En 2018, el presidente del parlamento turco, İsmail Kahraman, describió la ofensiva militar de Turquía contra el norte de Siria como «jihad». «Sin jihad», añadió, «no habrá progreso». Durante la misma ofensiva, la Dirección de Asuntos Religiosos de Turquía (Diyanet) también invocó a la jihad, y declaró en un sermón semanal que «la lucha armada es el nivel más alto de la jihad».
El gobierno turco ha intensificado en los últimos años su retórica de neo-otomanismo y conquista.
El 26 de agosto, por ejemplo, el presidente Recep Tayyip Erdoğan pronunció un discurso en un acto de celebración del 949º aniversario de la batalla de Manzikert. Esta batalla tuvo como resultado que los turcos de Asia Central invadieran y capturaran la entonces mayoritaria ciudad armenia de Manzikert, dentro de las fronteras del Imperio Bizantino.
Partes de su discurso
«En nuestra civilización, la conquista no es ocupación ni saqueo. Es establecer el dominio de la justicia que Alá ordenó en la región [conquistada].
«En primer lugar, nuestra nación eliminó la opresión de las áreas que conquistó. Estableció la justicia. Por eso nuestra civilización es de conquista.

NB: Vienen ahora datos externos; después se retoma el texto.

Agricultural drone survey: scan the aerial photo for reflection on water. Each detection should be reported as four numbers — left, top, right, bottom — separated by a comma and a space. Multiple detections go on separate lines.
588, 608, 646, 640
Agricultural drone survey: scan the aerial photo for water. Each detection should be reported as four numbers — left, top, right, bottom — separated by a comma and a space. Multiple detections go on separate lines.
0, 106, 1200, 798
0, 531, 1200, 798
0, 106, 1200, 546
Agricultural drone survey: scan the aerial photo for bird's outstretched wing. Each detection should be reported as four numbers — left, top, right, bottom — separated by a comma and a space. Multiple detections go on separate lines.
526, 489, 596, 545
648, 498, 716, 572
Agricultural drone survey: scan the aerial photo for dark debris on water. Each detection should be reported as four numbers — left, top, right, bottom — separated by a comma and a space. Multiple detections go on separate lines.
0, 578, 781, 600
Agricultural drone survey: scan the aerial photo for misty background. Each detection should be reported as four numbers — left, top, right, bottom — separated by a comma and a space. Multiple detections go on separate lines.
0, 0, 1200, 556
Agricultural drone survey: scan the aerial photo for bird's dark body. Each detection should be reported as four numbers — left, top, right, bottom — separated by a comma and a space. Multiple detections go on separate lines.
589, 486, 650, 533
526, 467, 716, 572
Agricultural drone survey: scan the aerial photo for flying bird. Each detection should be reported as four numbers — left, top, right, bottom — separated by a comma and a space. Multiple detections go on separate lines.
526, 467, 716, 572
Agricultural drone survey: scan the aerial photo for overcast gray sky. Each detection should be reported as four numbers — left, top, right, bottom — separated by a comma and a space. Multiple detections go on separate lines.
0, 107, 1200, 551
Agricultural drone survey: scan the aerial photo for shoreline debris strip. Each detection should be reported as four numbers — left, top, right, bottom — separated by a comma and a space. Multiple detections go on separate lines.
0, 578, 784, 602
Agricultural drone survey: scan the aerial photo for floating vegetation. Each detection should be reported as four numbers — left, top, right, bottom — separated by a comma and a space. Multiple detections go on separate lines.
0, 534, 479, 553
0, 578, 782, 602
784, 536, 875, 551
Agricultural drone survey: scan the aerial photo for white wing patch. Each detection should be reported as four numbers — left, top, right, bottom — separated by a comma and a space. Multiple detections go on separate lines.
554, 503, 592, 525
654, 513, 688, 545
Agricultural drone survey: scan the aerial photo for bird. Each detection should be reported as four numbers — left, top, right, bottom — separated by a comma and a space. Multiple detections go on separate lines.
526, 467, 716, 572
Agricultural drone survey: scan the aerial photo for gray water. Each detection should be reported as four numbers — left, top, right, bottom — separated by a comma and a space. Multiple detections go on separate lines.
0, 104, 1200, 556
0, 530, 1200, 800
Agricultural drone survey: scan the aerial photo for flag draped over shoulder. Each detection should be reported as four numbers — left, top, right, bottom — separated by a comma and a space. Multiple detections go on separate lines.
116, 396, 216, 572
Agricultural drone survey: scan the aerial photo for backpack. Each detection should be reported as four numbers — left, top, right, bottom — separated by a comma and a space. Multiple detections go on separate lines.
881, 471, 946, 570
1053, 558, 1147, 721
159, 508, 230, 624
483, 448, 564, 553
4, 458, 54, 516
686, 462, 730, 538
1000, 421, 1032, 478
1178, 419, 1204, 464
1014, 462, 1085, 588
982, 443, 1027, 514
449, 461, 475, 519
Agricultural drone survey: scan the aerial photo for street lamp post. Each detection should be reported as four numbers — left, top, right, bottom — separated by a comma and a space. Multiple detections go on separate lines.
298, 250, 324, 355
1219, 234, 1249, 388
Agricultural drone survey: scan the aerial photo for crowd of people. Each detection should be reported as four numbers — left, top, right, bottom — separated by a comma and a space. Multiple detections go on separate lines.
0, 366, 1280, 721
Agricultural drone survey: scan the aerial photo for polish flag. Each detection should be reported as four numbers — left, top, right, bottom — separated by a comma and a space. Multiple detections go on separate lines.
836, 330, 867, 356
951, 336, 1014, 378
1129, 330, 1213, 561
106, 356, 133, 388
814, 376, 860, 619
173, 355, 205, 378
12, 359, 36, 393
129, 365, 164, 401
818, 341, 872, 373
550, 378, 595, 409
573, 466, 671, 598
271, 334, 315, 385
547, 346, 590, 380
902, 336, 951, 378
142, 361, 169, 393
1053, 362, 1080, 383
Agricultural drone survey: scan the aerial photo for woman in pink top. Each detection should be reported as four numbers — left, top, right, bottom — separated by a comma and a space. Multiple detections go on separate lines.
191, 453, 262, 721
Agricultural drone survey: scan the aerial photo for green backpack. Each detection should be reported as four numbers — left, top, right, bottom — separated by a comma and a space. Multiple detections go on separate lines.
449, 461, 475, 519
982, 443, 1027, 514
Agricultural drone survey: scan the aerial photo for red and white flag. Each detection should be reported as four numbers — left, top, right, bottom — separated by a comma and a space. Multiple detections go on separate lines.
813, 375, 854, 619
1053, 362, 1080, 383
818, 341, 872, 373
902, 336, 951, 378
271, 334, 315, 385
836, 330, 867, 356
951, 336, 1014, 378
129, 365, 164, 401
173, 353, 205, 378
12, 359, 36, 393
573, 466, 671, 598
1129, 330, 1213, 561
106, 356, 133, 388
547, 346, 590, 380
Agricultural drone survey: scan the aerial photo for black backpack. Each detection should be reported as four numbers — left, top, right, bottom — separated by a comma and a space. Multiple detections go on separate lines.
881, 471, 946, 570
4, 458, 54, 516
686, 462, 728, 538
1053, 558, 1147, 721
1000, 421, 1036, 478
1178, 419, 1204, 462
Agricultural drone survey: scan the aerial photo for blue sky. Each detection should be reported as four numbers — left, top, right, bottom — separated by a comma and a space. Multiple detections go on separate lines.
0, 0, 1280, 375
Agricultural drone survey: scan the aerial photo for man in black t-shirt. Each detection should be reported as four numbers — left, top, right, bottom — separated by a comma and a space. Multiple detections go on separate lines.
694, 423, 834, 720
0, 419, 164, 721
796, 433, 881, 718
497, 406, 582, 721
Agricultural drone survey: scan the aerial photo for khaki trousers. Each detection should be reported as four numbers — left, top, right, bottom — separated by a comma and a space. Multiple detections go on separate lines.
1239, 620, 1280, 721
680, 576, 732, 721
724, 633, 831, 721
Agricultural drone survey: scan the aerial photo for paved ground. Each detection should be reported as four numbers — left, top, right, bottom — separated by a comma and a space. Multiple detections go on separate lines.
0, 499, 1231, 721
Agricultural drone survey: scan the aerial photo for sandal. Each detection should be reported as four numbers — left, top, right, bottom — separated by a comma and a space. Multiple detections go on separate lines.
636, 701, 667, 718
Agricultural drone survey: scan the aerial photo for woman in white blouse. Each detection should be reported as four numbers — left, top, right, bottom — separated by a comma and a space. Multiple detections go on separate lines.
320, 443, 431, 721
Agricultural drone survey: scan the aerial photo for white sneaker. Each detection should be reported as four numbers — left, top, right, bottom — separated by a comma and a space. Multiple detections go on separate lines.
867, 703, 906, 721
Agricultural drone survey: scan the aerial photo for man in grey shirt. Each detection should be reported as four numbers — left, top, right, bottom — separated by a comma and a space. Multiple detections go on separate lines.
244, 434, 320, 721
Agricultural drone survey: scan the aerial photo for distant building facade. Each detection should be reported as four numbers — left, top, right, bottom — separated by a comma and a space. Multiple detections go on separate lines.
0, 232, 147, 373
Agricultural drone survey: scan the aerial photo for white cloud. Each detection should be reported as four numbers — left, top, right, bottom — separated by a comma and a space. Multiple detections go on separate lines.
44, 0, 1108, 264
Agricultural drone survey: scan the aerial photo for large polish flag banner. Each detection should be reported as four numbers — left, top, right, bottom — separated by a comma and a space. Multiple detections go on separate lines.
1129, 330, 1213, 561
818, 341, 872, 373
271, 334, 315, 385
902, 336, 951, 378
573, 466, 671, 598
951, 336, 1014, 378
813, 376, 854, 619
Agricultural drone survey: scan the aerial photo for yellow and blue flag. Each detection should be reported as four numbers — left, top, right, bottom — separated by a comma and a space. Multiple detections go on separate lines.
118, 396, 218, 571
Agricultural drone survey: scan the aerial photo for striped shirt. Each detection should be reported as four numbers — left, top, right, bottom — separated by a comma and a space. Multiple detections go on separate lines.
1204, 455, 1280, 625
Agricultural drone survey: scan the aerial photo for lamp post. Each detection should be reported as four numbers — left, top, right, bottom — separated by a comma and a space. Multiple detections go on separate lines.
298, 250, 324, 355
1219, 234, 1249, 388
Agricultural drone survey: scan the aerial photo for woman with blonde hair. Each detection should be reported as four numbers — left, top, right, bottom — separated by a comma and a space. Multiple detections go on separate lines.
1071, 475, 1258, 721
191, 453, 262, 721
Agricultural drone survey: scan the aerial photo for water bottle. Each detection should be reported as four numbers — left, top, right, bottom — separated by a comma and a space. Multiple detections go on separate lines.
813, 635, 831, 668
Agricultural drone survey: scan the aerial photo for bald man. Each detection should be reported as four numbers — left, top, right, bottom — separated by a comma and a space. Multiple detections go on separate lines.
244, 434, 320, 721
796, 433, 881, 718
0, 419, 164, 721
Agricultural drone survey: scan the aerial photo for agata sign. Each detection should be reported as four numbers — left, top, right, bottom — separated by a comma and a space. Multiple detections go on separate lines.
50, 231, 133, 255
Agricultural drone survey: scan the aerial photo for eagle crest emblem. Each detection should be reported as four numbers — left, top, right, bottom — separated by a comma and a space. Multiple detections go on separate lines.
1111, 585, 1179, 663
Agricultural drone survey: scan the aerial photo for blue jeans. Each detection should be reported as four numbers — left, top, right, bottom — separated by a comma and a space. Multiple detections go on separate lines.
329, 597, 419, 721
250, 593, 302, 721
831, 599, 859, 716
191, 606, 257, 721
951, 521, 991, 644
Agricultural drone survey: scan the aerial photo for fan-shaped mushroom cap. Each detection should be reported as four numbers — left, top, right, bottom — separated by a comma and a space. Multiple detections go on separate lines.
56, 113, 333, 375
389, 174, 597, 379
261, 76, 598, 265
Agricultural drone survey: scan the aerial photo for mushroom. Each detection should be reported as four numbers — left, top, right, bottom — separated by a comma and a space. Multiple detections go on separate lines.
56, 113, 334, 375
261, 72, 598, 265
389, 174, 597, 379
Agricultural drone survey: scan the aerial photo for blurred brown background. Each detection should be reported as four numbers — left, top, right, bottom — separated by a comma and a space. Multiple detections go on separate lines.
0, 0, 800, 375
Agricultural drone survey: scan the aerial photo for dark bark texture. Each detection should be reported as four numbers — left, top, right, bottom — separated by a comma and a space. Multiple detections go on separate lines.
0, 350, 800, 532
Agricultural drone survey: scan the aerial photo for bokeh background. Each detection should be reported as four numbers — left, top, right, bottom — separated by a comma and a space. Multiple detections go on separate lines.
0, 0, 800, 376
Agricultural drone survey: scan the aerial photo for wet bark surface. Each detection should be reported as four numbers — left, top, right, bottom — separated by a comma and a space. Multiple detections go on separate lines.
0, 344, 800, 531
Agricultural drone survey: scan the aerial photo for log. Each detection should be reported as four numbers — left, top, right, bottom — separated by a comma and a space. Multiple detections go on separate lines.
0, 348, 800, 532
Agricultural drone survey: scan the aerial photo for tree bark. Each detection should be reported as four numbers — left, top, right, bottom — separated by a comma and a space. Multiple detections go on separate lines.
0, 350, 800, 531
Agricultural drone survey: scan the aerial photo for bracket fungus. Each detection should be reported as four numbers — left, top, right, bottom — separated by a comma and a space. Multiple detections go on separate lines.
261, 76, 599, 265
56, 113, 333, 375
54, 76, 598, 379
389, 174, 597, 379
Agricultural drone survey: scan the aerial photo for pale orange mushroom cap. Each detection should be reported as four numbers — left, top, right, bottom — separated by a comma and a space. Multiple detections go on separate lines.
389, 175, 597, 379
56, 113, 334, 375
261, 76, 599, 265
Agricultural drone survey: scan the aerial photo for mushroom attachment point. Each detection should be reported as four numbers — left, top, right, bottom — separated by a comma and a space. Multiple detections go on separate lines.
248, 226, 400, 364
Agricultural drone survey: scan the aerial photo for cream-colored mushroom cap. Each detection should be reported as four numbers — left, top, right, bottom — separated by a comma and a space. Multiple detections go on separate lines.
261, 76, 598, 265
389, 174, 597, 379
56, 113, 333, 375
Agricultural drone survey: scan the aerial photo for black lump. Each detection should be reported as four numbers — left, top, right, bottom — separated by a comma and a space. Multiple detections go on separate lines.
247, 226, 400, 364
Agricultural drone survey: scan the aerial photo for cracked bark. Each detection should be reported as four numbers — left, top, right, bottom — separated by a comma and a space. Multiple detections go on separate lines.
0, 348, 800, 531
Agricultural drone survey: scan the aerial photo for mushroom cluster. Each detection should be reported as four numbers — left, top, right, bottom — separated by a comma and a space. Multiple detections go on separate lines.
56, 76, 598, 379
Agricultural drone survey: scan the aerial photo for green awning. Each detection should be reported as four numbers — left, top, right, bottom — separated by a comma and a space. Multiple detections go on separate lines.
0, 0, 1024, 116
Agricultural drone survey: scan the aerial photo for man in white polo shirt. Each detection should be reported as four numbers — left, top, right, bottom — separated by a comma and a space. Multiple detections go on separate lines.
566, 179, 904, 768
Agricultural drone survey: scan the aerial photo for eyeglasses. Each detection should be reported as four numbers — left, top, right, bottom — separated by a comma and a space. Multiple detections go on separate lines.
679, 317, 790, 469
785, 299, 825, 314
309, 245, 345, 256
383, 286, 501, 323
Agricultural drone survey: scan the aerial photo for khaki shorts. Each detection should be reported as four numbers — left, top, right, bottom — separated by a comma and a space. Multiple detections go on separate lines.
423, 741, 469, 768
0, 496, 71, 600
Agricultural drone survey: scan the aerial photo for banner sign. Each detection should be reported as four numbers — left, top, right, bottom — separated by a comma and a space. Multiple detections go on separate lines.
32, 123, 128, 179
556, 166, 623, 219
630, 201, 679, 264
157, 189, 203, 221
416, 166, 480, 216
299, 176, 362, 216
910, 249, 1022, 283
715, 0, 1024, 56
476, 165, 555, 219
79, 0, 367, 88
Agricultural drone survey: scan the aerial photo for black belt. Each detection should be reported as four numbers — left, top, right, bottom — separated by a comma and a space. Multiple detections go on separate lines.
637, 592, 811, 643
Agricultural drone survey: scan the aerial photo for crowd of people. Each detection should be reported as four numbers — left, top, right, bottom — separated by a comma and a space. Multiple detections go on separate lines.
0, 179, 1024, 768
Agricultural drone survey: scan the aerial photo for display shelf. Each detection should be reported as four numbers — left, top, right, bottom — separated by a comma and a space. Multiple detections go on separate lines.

«Turquía tomará lo que le corresponde en el Mar Mediterráneo, en el Mar Egeo y en el Mar Negro. Así como no estamos mirando el suelo, la soberanía o los intereses de nadie más, nunca daremos ninguna concesión de los nuestros. Por eso estamos decididos a hacer lo que sea necesario política, económica o militarmente. Invitamos a nuestros interlocutores a que se pongan en orden y se alejen de los errores que les abran el camino para ser destruidos.
«Queremos que todo el mundo vea que Turquía ya no es un país cuya paciencia hay que poner a prueba o cuya determinación, capacidad y coraje hay que poner a prueba. Si decimos que lo haremos, entonces lo haremos. Y nos harems cargo.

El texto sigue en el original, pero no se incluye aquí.